Controlli e liti

Rottamazione flop: solo il 50% torna alle rate

Esito deludente per la scadenza del 9 maggio per recuperare i versamenti del 2020

di Marco Mobili e Giovanni Parente

Senza mezzi termini bisogna definire le situazioni per quello che sono. La riapertura della pace fiscale per chi non aveva versato le rate del 2020 si è rivelata un flop. Meno della metà dei 532mila contribuenti che il Parlamento (con l’ok del Governo) aveva voluto mettere in pista durante la conversione del decreto Sostegni ter non ha colto questa opportunità. Il termine per rimettersi in corsa, grazie ai 5 giorni di tolleranza e ai sabati e alle domeniche, è scaduto il 9 maggio.

Al momento non c’è una stima finale ma gli aggiornamenti che stanno arrivando nel corso delle ultime ore ad agenzia delle Entrate Riscossione (Ader) lasciano presagire un esito piuttosto deludente. Il numero dei potenziali beneficiari che hanno concretamente deciso di rientrare nella rottamazione ter o nel saldo e stralcio potrebbe attestarsi al di sotto di quota 250mila. Con una conseguente ricaduta anche in termini di recupero per le casse dell’Erario. Come era emerso nella risposta del ministero dell’Economia all’interrogazione in commissione Finanze al Senato (si veda «Il Sole 24 Ore» del 18 febbraio), in ballo c’erano e ci sono complessivamente 2,45 miliardi di euro che riguardano sia chi non aveva versato le rate 2020 sia quelle del 2021. Importi che senza l’«operazione rientro» varata con la conversione del decreto Sostegni ter avrebbero dovuto essere recuperati con la riscossione ordinaria. Tradotto in altri termini, significa riattivare tutta la macchina con tanto di misure cautelari e procedure esecutive. E, vista anche da un profilo finanziario dei contribuenti, vuol dire pagare tutto il debito residuo tornando ad aggiungere sanzioni e interessi senza neanche la possibilità di dilazionare l’importo dovuto.

Uno spauracchio che, però, non deve aver spaventato più di tanto i diretti interessati. Evidentemente hanno prevalso altre considerazioni. Da un lato, è probabile che le condizioni di scarsa liquidità che avevano prodotto i diversi rinvii durante le fasi più acute della pandemia da Covid non sono mutate per i debitori. Dall’altro, c’è una quota di contribuenti che scelgono comunque di non rientrare nelle definizioni agevolate ed eventualmente attendere le successive azioni dell’agente della riscossione.

Tra l’altro, va ricordato che l’«operazione rientro» va completata con il versamento delle rate 2021. La scadenza in questo caso è fissata al 31 luglio, ma anche qui grazie ai cinque giorni di tolleranza e ai sabati e alle domeniche, si potrà saldare il conto entro l’8 agosto.
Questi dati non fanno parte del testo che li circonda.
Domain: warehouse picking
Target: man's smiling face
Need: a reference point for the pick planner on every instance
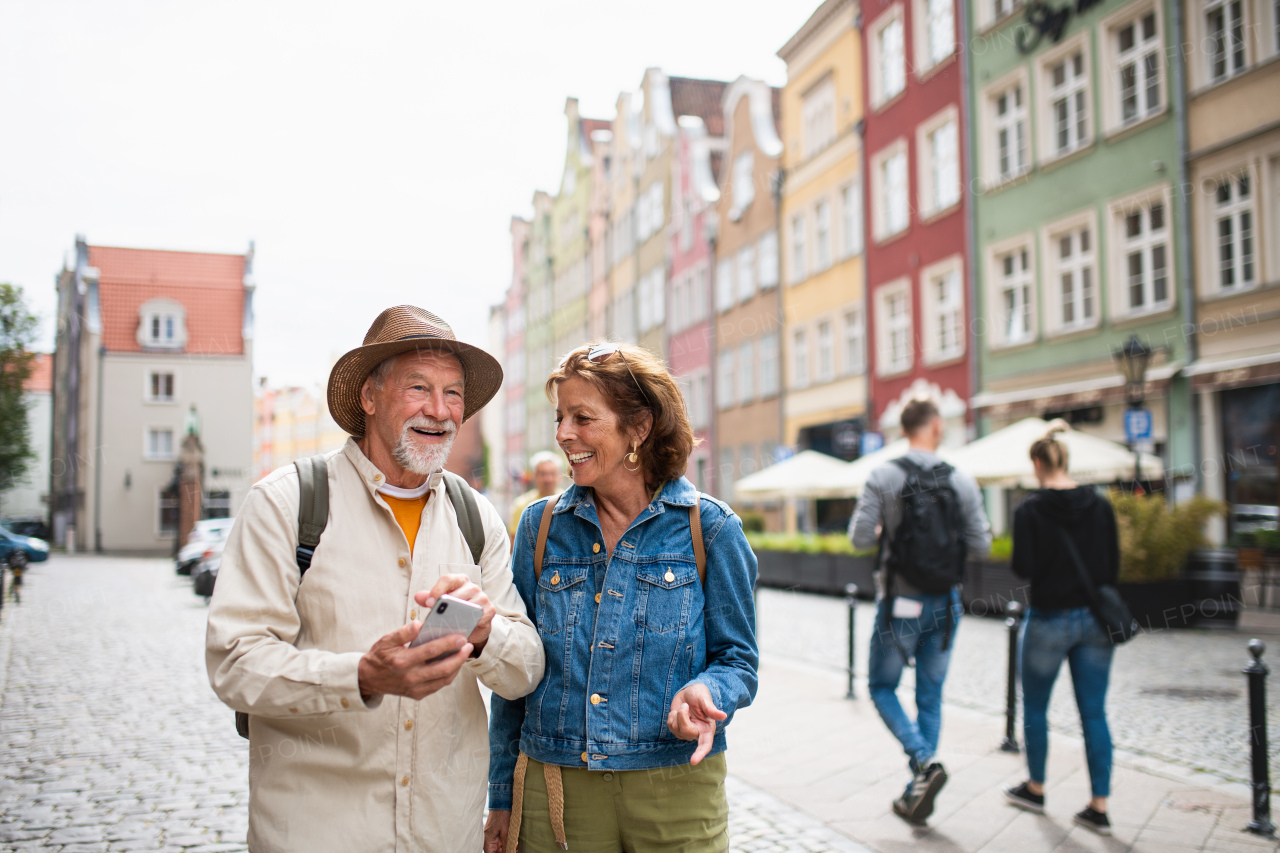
(414, 409)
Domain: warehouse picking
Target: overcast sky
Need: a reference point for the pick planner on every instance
(374, 151)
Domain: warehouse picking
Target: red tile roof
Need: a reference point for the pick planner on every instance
(41, 378)
(211, 288)
(700, 97)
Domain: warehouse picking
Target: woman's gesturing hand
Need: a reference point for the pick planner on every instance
(693, 717)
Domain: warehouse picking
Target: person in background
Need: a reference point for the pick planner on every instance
(547, 469)
(1059, 532)
(927, 519)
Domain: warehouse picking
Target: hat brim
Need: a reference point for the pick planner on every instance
(481, 370)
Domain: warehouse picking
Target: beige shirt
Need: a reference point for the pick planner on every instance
(329, 771)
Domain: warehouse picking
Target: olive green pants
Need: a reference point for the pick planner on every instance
(667, 808)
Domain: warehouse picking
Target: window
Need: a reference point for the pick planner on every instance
(1068, 85)
(890, 191)
(818, 114)
(160, 443)
(769, 365)
(746, 373)
(725, 381)
(798, 256)
(1014, 295)
(746, 273)
(767, 251)
(725, 284)
(894, 315)
(854, 359)
(826, 354)
(1143, 255)
(799, 360)
(1137, 62)
(822, 235)
(938, 163)
(888, 59)
(160, 387)
(744, 183)
(1224, 23)
(944, 311)
(1069, 252)
(851, 219)
(1233, 218)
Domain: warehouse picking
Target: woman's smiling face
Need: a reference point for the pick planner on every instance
(586, 429)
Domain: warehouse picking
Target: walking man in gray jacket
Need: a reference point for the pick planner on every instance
(927, 519)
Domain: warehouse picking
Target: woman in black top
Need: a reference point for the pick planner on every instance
(1060, 625)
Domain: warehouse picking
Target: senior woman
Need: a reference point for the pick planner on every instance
(621, 746)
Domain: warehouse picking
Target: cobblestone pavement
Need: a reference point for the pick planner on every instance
(110, 738)
(1175, 694)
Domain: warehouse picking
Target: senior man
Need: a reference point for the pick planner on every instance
(356, 740)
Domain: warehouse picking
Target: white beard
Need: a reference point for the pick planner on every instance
(424, 460)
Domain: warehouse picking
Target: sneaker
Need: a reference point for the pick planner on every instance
(1022, 797)
(1092, 820)
(917, 803)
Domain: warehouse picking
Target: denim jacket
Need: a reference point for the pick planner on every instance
(618, 653)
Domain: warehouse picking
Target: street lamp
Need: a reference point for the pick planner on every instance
(1132, 361)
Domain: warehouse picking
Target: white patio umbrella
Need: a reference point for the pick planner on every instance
(807, 474)
(1002, 457)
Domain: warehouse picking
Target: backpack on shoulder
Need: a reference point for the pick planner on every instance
(314, 516)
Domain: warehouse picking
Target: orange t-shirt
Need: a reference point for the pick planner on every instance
(408, 515)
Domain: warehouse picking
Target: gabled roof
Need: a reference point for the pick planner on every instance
(210, 287)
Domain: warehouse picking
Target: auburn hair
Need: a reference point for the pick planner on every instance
(664, 452)
(1048, 451)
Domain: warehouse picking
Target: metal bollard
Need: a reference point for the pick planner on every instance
(1257, 675)
(1010, 742)
(851, 602)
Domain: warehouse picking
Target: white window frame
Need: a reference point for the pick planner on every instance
(1046, 95)
(886, 90)
(933, 197)
(1083, 264)
(1112, 89)
(937, 318)
(894, 331)
(883, 229)
(997, 320)
(992, 123)
(1120, 247)
(853, 340)
(929, 27)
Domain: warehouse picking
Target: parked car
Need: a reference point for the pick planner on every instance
(18, 550)
(205, 533)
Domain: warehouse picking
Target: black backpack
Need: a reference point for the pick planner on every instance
(927, 548)
(314, 516)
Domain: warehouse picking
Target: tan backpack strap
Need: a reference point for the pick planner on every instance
(544, 527)
(695, 528)
(517, 803)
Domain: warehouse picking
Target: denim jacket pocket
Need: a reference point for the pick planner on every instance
(560, 596)
(666, 593)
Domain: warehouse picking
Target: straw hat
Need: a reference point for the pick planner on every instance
(406, 328)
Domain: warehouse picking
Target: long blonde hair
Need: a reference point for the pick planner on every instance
(1048, 451)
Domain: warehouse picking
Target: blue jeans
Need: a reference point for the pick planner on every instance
(1048, 638)
(922, 639)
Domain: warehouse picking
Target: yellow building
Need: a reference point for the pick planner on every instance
(821, 223)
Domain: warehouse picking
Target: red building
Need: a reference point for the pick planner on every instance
(917, 258)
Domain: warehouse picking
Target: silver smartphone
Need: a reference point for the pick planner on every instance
(449, 616)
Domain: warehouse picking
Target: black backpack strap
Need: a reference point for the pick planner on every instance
(312, 506)
(465, 506)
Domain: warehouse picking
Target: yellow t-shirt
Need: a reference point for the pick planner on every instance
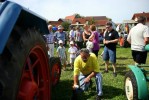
(85, 68)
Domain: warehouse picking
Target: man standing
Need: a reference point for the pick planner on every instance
(138, 37)
(60, 34)
(50, 41)
(86, 66)
(110, 42)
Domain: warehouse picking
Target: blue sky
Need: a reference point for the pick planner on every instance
(117, 10)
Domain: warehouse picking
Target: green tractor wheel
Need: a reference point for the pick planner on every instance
(131, 86)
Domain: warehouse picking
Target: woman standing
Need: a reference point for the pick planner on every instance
(86, 34)
(95, 39)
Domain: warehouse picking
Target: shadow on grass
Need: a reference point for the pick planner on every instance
(63, 91)
(111, 92)
(123, 58)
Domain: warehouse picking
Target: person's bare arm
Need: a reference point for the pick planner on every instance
(91, 37)
(87, 79)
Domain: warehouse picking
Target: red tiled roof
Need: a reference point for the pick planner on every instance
(55, 23)
(80, 20)
(101, 22)
(97, 17)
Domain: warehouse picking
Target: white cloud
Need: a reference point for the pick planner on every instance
(118, 10)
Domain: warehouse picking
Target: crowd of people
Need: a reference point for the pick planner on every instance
(84, 47)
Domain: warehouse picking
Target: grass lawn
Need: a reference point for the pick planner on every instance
(113, 87)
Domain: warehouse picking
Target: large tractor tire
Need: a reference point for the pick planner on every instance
(24, 67)
(131, 88)
(55, 66)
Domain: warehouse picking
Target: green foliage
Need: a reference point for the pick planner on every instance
(66, 25)
(92, 21)
(113, 87)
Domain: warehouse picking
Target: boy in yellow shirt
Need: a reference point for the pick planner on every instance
(86, 66)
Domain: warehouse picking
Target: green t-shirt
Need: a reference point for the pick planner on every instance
(86, 68)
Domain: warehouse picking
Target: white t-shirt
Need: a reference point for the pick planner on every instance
(72, 50)
(137, 35)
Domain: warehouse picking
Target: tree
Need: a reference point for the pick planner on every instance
(66, 25)
(92, 21)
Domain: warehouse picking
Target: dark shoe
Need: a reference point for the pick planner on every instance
(106, 71)
(98, 98)
(114, 74)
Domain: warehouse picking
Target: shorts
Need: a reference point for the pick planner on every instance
(72, 60)
(139, 57)
(109, 55)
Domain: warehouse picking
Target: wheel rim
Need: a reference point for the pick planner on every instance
(34, 83)
(129, 88)
(55, 73)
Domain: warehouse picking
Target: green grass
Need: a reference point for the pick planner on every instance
(113, 87)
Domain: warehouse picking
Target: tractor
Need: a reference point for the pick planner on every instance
(136, 81)
(26, 70)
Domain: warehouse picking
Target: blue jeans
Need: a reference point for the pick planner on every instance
(98, 79)
(109, 55)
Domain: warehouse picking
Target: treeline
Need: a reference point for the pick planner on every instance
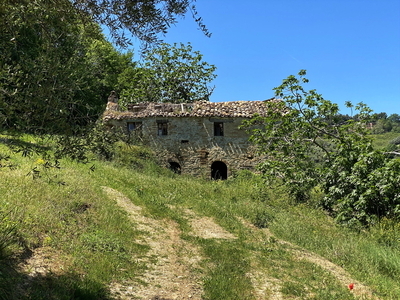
(57, 68)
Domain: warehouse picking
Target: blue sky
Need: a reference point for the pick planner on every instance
(350, 48)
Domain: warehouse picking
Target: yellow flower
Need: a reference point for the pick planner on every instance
(40, 161)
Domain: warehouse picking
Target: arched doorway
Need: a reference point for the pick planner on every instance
(219, 170)
(175, 167)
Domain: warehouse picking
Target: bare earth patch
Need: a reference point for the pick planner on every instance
(206, 228)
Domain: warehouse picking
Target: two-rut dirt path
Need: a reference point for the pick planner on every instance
(173, 275)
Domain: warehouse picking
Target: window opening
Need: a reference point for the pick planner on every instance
(175, 167)
(162, 128)
(219, 171)
(134, 126)
(218, 129)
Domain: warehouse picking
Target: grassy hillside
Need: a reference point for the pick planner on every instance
(129, 229)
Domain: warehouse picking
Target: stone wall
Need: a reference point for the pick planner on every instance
(191, 143)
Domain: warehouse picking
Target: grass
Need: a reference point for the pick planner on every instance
(63, 208)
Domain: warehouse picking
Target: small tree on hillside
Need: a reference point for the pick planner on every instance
(171, 74)
(307, 145)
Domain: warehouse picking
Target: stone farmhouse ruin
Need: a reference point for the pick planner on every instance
(201, 138)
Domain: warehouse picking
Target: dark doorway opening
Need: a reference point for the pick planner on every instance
(219, 170)
(175, 167)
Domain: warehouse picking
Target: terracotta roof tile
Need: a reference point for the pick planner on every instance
(243, 109)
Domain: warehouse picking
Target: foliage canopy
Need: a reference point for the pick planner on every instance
(171, 74)
(308, 145)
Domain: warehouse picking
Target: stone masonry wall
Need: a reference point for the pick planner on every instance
(191, 143)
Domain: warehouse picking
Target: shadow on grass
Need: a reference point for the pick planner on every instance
(16, 284)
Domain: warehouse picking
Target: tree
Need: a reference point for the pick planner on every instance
(307, 147)
(55, 73)
(171, 74)
(145, 19)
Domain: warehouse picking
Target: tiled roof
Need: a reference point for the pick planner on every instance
(243, 109)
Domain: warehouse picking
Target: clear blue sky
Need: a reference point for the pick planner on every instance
(350, 48)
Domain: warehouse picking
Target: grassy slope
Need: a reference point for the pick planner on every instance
(66, 212)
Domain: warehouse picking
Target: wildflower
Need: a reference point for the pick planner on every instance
(40, 161)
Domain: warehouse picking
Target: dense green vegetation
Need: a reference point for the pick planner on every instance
(309, 146)
(60, 208)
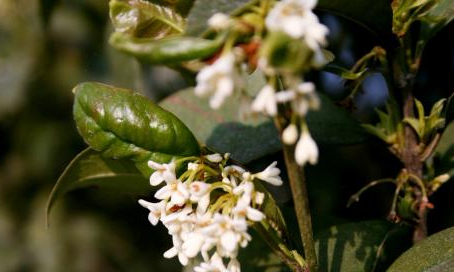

E, solo per la rottamazione ter, poi bisognerà versare le rate 2022 (30 novembre con tolleranza fino al 5 dicembre). Non è un azzardo ipotizzare che altri contribuenti possano quindi “smarrirsi” lungo la strada e quindi decadere dalle sanatorie della pace fiscale.

Una considerazione che merita un attento approfondimento proprio mentre in Parlamento è forte il pressing per una rottamazione quater. Il meccanismo prevede una forte rigidità legata appunto al “taglia-fuori” rappresentato dall’uscita dalle definizioni agevolate se si salta una rata o si versa un importo inferiore al dovuto. Rigidità che ha costretto poi di volta in volta a intervenire con riaperture e modifiche del calendario. Al di là dell’aspetto (non secondario) di etica fiscale se sia legittimo pensare ad aiutare solo chi non ha pagato senza premiare chi ha rispettato tutte le scadenze, c’è però la considerazione che il magazzino dei crediti non riscossi è ulteriormente aumentato nonostante il continuo ricorso alle sanatorie.